Prosecution Cross Examination: A chance for the defense to cross examine and challenge witnesses and evidence called by the prosecution. The defense may try to find holes in a witnesses story and discredit their testimony and generally find any flaws in the evidence provided.
Prosecution Redirect: The prosecution can now re-examine the evidence and witnesses and attempt to dispute any flaws that may have been raised by the defense.
Defense case-in-chief: A chance for the defense to present its main case against the prosecution by calling witnesses and experts to testify to the defendants innocence.
Defense Cross Examination: A chance for the prosecution to cross examine and challenge witnesses and evidence called by the defense. The prosecution will try to discredit witnesses and evidence in a bid to prove the defendants guilt.
Defense Redirect: The defense can now re-examine the evidence and witnesses and attempt to repair any damage done to the credibility of said witnesses and evidence by the prosecution.

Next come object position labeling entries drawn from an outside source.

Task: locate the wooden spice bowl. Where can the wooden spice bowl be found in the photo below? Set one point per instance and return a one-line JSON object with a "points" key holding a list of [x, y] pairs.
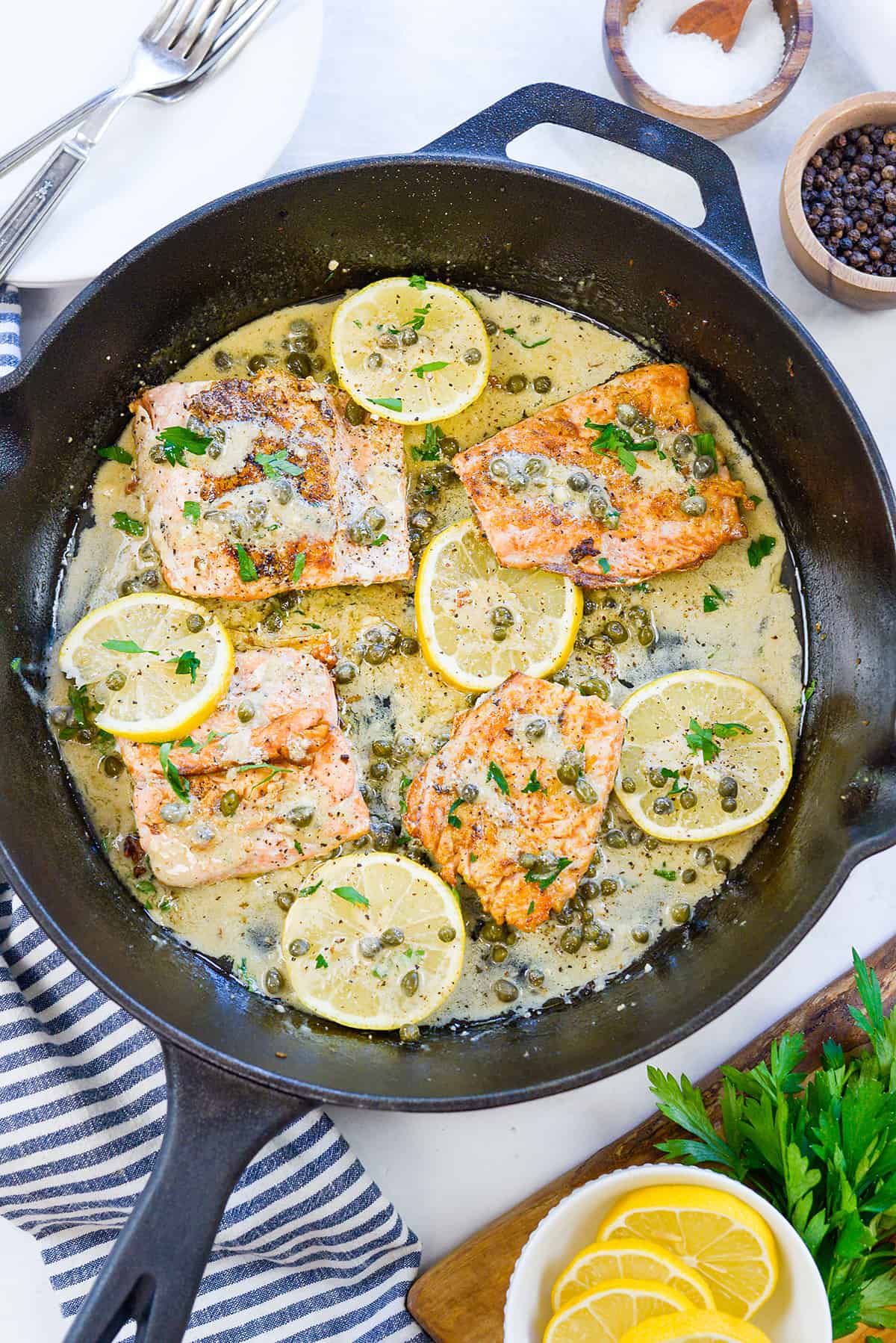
{"points": [[833, 277], [714, 122]]}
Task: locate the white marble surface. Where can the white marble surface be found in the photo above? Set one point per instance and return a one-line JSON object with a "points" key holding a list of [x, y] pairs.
{"points": [[394, 75]]}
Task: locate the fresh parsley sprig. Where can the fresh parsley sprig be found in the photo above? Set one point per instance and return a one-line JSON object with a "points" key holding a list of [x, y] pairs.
{"points": [[821, 1151]]}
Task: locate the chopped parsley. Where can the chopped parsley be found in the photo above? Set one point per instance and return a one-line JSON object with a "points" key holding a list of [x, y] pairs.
{"points": [[758, 550], [176, 441], [277, 464], [514, 335], [247, 570], [116, 454], [543, 883], [620, 441], [125, 523], [179, 786], [352, 895], [128, 646], [187, 665]]}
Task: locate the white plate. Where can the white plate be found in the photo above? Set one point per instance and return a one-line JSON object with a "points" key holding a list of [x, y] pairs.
{"points": [[156, 161], [795, 1312]]}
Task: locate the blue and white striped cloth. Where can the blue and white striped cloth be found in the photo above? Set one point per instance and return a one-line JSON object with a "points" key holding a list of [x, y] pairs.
{"points": [[308, 1250]]}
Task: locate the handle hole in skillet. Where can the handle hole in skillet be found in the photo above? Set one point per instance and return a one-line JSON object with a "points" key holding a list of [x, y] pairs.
{"points": [[564, 149]]}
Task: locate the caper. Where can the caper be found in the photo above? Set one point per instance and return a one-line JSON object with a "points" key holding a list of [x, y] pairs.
{"points": [[228, 804], [570, 767], [535, 728], [299, 363], [301, 816], [615, 631]]}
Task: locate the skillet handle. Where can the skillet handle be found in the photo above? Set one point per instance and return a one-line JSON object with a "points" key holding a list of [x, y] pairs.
{"points": [[491, 132], [217, 1123]]}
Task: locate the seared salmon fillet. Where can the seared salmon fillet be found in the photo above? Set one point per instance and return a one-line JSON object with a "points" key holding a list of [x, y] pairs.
{"points": [[269, 488], [492, 809], [563, 489], [289, 766]]}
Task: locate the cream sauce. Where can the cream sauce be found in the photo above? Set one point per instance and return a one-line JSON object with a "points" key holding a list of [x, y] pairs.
{"points": [[751, 633]]}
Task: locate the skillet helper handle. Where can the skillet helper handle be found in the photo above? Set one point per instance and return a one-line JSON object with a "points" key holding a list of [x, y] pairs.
{"points": [[217, 1123], [491, 132]]}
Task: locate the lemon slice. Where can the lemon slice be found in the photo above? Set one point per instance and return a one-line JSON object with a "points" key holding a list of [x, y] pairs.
{"points": [[695, 1327], [714, 1232], [462, 592], [153, 677], [605, 1314], [410, 351], [692, 736], [626, 1257], [374, 942]]}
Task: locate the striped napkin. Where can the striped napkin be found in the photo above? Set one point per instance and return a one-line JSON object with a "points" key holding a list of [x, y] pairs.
{"points": [[308, 1250]]}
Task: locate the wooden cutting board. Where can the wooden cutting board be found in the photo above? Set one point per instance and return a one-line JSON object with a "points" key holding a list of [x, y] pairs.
{"points": [[461, 1299]]}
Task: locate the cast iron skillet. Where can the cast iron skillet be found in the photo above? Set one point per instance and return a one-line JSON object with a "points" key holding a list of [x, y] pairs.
{"points": [[458, 211]]}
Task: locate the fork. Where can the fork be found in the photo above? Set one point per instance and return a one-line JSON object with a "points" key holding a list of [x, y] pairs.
{"points": [[171, 49], [245, 19]]}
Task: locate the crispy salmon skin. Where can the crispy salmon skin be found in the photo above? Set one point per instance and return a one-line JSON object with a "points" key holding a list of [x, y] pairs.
{"points": [[267, 491], [561, 491], [287, 766], [492, 810]]}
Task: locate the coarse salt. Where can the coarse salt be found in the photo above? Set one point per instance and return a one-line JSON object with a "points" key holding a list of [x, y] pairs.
{"points": [[692, 67]]}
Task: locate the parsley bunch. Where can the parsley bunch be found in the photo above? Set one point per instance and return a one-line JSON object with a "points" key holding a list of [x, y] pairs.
{"points": [[821, 1151]]}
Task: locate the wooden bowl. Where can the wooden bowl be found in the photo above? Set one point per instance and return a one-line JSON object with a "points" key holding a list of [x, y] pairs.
{"points": [[833, 277], [712, 122]]}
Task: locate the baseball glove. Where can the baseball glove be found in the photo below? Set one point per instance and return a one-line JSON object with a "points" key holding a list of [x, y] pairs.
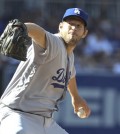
{"points": [[14, 40]]}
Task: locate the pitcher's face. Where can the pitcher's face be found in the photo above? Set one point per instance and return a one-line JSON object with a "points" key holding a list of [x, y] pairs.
{"points": [[72, 31]]}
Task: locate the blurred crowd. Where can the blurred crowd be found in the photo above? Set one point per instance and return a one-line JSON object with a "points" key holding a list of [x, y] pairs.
{"points": [[99, 52]]}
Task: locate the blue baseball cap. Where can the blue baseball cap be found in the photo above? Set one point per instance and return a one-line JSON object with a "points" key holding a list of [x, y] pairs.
{"points": [[76, 12]]}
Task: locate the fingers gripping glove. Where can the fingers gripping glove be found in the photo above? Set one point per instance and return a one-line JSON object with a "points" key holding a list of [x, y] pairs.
{"points": [[14, 41]]}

Defense Rests: The defense rests their case.
Prosecutions Closing Argument: A chance for the prosecution to sum up the case against the defendant, summarizing the evidence and explaining why the defendant should be found guilty.
Defenses Closing Argument: A chance for the defense to sum up the case and explain why the defendant should be found not guilty.
Jury Instructed: The jury is instructed by the judge as to what laws apply to the case and how to apply them in coming to a verdict.
Jury Deliberations: The jury discusses the case which is known as deliberation. They must decide amongst them if the defendant is guilty or not guilty of the charges brought against them. Once they have decided they inform the judge of their decision. Deliberations can last hours, days and even weeks. Mosts states require they reach a unanimous verdict, if this is not possible the judge may declare a mistrial. If a mistrial is declared, the case can be dismissed or re-trialled.
If the defendant is found guilty the judge will then proceed to pass sentence. A person may file an appeal against the sentence give or the conviction itself if they feel they have been wrongfully convicted or sentenced.